Why does NASA still have a grip on branding?

We look at why the space agency’s Worm wordmark continues to influence designers 50 years after it was introduced, and what it tells us about how they are envisioning the next era of space travel

It’s been 50 years since NASA unveiled a futuristic, curvilinear wordmark that would come to be known as the Worm. It revolved around “one stroke letters suggesting technology, propulsion, lift”, in the words of Richard Danne, who designed it along with the late Bruce Blackburn in 1974 as part of NASA’s Federal Design Improvement Program. The logotype was officially introduced in 1975, appearing in NASA’s groundbreaking Graphics Standards Manual steered by Danne and Blackburn that year.
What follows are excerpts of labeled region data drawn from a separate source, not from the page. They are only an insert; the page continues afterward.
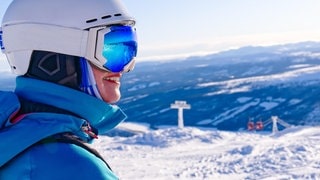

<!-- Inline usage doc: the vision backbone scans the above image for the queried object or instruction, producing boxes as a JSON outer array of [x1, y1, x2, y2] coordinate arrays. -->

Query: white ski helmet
[[0, 0, 137, 75]]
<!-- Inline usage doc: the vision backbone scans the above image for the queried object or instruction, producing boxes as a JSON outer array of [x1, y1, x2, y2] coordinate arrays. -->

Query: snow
[[93, 124, 320, 180]]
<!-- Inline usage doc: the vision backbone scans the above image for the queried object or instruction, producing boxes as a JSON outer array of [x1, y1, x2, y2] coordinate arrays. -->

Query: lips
[[103, 74, 121, 83]]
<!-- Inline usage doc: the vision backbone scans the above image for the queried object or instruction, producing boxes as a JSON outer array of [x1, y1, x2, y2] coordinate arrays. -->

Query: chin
[[102, 95, 121, 103]]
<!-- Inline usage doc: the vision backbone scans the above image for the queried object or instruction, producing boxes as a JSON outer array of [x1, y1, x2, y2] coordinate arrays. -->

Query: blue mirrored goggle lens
[[102, 26, 138, 72]]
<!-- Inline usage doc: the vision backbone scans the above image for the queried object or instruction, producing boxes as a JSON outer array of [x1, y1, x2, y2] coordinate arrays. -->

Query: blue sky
[[0, 0, 320, 64]]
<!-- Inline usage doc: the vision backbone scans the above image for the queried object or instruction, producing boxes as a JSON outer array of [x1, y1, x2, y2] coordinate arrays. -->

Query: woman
[[0, 0, 137, 180]]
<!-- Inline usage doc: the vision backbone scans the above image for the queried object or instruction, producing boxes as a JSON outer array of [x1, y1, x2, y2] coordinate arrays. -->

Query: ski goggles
[[87, 25, 138, 72]]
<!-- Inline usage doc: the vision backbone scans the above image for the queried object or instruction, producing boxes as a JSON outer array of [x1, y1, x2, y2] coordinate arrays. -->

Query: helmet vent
[[86, 19, 98, 23], [86, 13, 122, 23]]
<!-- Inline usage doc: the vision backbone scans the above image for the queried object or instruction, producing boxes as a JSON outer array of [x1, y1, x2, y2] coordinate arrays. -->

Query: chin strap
[[80, 58, 102, 100]]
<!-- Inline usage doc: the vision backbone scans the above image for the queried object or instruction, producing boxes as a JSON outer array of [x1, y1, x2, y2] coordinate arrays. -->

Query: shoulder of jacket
[[0, 142, 118, 180], [0, 91, 20, 129]]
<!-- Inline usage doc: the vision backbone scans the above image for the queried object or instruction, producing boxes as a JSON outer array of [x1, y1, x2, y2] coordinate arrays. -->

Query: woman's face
[[90, 64, 122, 103]]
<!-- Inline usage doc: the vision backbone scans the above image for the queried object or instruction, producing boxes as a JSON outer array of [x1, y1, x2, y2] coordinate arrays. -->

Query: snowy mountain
[[119, 42, 320, 130], [93, 123, 320, 180], [0, 42, 320, 131]]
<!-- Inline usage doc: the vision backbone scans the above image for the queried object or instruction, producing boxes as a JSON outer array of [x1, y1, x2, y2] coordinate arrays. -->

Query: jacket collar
[[15, 76, 126, 133]]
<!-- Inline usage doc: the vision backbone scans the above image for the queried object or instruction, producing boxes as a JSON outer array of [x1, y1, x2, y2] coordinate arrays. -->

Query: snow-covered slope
[[119, 42, 320, 130], [93, 125, 320, 180]]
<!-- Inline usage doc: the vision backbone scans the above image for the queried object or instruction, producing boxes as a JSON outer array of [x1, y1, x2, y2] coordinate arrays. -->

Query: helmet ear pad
[[25, 51, 81, 90]]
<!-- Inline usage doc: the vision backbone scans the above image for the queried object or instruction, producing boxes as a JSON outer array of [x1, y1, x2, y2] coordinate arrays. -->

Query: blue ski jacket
[[0, 77, 126, 180]]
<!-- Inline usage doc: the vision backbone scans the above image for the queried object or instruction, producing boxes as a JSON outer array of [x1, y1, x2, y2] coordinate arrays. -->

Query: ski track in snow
[[93, 127, 320, 180]]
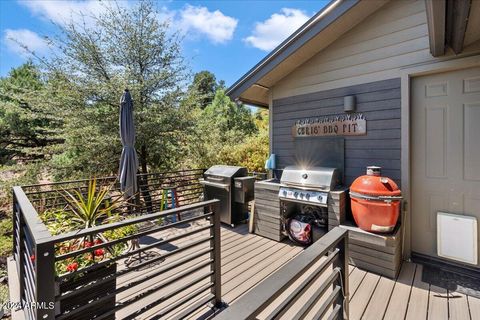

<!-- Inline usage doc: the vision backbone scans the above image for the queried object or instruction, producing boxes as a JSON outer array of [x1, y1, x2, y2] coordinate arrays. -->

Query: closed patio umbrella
[[119, 89, 138, 198]]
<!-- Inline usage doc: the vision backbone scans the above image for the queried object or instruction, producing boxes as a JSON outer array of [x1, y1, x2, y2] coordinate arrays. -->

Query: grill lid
[[280, 166, 342, 191], [205, 165, 248, 178]]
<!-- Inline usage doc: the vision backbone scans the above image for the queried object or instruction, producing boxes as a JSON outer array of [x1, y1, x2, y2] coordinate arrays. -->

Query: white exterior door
[[410, 68, 480, 266]]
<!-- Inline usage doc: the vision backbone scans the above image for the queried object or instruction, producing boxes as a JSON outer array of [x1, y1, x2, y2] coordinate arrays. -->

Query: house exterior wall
[[271, 78, 401, 185]]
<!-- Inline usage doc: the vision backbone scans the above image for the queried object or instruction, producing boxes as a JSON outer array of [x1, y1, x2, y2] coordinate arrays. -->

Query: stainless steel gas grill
[[200, 165, 255, 227], [278, 166, 342, 245]]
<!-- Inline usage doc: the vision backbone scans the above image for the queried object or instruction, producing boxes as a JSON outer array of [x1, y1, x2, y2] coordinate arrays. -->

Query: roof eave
[[226, 0, 361, 99]]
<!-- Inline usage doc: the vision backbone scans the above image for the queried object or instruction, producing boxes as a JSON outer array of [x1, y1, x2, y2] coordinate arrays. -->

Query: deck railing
[[215, 227, 349, 320], [13, 171, 221, 319]]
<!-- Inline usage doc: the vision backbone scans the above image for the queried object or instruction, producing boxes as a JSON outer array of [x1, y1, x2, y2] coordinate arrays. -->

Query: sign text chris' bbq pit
[[292, 113, 367, 137]]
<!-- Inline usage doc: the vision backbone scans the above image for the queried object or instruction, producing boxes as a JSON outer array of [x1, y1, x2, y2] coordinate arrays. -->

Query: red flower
[[67, 262, 78, 272]]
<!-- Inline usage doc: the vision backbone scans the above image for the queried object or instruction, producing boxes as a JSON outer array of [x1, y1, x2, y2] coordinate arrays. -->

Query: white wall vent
[[437, 212, 478, 265]]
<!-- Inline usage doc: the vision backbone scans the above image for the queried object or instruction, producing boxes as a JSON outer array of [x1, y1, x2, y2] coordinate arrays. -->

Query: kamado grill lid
[[350, 167, 402, 197]]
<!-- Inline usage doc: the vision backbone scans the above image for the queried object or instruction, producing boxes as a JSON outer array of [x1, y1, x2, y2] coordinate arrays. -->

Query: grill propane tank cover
[[350, 166, 402, 233]]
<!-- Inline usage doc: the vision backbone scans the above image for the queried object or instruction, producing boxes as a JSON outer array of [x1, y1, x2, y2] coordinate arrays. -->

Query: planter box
[[58, 263, 117, 320]]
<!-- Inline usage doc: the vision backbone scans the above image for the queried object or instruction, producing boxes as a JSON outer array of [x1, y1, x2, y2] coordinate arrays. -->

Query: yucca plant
[[64, 178, 122, 228]]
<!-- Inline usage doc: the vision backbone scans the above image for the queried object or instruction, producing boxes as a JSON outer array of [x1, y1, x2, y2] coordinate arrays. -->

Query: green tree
[[0, 62, 63, 164]]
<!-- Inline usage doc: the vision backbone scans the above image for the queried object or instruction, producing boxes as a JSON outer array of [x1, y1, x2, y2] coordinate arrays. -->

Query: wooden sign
[[292, 113, 367, 137]]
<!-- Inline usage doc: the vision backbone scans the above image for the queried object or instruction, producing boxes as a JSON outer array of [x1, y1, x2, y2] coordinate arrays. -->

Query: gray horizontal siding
[[272, 79, 401, 185]]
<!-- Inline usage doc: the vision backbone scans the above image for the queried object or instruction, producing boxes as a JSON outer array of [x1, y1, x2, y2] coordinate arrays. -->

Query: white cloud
[[19, 0, 109, 24], [243, 8, 309, 51], [3, 29, 48, 56], [179, 4, 238, 43]]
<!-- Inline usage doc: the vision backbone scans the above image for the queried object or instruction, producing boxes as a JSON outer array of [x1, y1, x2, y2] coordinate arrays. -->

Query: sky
[[0, 0, 329, 86]]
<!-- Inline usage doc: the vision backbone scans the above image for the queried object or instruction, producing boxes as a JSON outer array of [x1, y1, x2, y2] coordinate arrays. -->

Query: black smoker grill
[[200, 165, 255, 227]]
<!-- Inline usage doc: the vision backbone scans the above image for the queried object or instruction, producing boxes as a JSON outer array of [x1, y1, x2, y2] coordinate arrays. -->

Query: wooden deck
[[349, 262, 480, 320], [117, 225, 480, 320]]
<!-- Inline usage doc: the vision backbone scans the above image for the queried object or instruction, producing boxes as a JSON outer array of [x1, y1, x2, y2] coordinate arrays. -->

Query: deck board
[[350, 273, 380, 320], [467, 296, 480, 320], [362, 277, 395, 320], [109, 222, 480, 320], [428, 285, 448, 320], [448, 291, 470, 320]]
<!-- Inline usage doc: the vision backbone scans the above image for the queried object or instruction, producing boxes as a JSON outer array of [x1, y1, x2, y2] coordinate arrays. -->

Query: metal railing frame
[[13, 169, 222, 320]]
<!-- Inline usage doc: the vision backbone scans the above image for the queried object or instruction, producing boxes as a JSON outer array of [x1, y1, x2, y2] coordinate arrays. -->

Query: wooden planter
[[58, 263, 117, 320]]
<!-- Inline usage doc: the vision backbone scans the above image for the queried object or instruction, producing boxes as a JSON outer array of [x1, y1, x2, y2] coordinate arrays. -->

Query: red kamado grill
[[350, 166, 402, 232]]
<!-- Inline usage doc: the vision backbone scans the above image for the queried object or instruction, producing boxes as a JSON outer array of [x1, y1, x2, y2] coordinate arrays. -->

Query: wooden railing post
[[210, 202, 223, 308], [34, 241, 55, 320], [333, 232, 350, 319]]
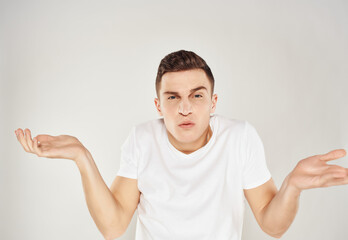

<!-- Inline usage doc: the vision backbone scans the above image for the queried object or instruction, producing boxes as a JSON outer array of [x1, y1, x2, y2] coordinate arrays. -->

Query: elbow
[[269, 234, 283, 238], [265, 232, 284, 238], [103, 226, 125, 240]]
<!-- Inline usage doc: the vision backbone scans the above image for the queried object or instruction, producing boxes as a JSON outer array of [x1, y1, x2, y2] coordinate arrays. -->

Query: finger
[[324, 177, 348, 187], [36, 134, 54, 142], [319, 149, 346, 161], [17, 128, 30, 152], [320, 165, 348, 187], [24, 128, 34, 153], [33, 137, 42, 157]]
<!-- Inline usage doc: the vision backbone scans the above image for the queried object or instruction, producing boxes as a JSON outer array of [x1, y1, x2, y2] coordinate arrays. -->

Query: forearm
[[262, 174, 301, 237], [76, 150, 123, 239]]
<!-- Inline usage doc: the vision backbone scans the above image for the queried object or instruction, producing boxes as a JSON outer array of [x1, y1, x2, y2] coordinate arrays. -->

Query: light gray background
[[0, 0, 348, 240]]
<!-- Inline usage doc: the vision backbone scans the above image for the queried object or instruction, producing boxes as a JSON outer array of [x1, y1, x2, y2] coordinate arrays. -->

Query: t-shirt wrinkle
[[117, 114, 271, 240]]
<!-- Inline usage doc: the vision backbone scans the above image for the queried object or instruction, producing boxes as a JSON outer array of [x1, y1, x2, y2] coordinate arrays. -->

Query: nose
[[179, 99, 192, 116]]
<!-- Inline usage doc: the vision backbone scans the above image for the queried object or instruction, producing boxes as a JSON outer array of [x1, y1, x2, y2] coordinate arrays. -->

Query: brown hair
[[156, 50, 214, 97]]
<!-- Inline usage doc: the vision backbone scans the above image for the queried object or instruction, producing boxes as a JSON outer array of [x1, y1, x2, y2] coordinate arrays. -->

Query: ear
[[210, 94, 217, 113], [154, 98, 163, 116]]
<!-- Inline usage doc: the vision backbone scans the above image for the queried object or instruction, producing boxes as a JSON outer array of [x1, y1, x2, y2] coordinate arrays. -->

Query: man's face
[[155, 69, 217, 144]]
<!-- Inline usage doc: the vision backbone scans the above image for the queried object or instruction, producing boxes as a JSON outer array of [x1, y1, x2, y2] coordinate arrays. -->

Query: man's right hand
[[15, 128, 87, 162]]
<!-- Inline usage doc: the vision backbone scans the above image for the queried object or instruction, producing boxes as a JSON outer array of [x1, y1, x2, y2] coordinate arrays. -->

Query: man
[[16, 50, 348, 240]]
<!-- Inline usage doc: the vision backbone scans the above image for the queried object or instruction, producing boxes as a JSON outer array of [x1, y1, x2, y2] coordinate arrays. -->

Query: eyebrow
[[163, 86, 208, 95]]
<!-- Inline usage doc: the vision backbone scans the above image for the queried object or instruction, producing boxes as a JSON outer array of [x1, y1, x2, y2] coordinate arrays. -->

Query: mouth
[[179, 121, 195, 128]]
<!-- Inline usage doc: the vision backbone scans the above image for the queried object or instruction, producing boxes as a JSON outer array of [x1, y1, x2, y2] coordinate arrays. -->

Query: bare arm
[[16, 129, 140, 239], [76, 151, 128, 239]]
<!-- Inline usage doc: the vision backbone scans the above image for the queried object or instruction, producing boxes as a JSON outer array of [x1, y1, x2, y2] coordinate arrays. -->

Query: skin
[[154, 69, 217, 154], [15, 69, 348, 239]]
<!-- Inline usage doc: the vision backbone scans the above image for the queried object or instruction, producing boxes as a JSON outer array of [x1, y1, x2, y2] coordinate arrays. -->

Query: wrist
[[284, 173, 302, 197], [75, 148, 93, 169]]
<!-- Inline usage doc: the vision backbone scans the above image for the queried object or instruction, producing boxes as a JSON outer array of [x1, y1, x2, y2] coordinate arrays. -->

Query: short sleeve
[[117, 127, 139, 179], [242, 121, 271, 189]]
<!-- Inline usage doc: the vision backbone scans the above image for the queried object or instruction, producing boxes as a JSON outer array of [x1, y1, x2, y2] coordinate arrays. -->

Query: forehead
[[160, 69, 211, 93]]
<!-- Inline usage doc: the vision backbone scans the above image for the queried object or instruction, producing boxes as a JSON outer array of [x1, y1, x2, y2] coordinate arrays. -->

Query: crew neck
[[163, 115, 218, 160]]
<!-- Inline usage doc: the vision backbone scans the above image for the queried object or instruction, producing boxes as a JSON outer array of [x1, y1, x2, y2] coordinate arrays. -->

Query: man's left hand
[[289, 149, 348, 192]]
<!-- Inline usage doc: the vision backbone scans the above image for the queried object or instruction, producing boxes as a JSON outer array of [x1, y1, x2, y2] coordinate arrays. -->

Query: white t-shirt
[[117, 114, 271, 240]]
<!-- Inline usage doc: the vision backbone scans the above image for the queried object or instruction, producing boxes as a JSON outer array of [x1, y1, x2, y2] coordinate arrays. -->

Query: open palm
[[15, 128, 86, 160], [290, 149, 348, 191]]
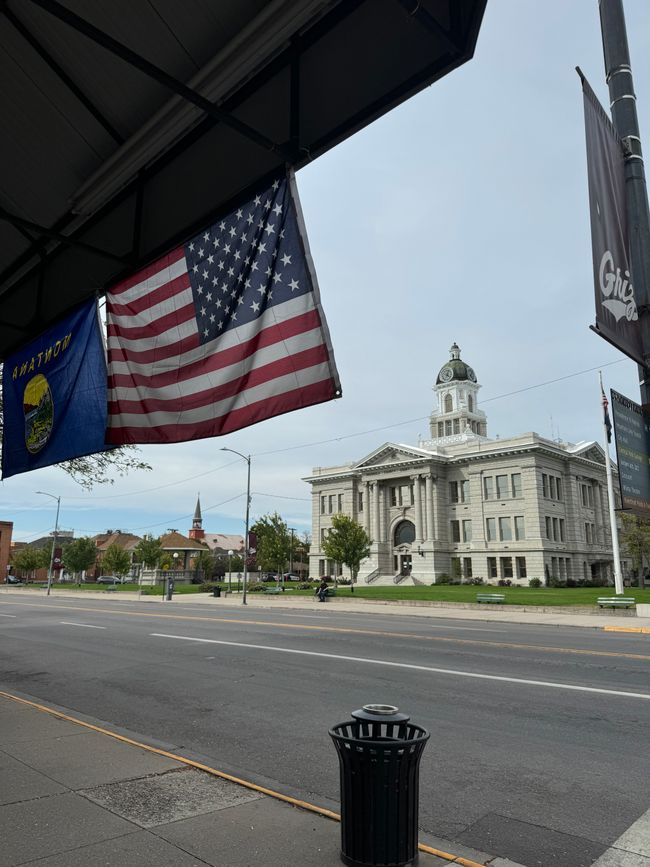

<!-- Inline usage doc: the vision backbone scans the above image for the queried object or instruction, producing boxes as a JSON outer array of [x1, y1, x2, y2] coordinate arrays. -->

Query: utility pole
[[599, 0, 650, 407]]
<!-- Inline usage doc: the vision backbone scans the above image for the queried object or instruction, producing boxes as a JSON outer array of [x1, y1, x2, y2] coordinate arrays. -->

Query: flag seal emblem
[[23, 373, 54, 455]]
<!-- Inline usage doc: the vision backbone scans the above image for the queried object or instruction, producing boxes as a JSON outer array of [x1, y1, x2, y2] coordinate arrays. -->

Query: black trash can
[[329, 704, 429, 867]]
The Worm was retired as the brand’s primary identifier in 1992, when an earlier design – James Modarelli’s 1959 ‘Meatball’ insignia – was brought back to the fore. To the delight of many space design enthusiasts though, the Worm was reinstated as a secondary design in 2020, first appearing on the side of the Falcon 9 rocket. Despite its hiatus, it has remained firmly embedded in culture and design. Over time, it has appeared directly, in NASA’s many merch and streetwear collaborations, and indirectly, in the curving letterforms and ligatures of Asus, Sega and CNN’s wordmarks. “Now today, you see this copy over and over and over,” Danne himself has said. “In my lectures I do a thing on copycat culture. You know, thousands of marks are out there. They imitate this.”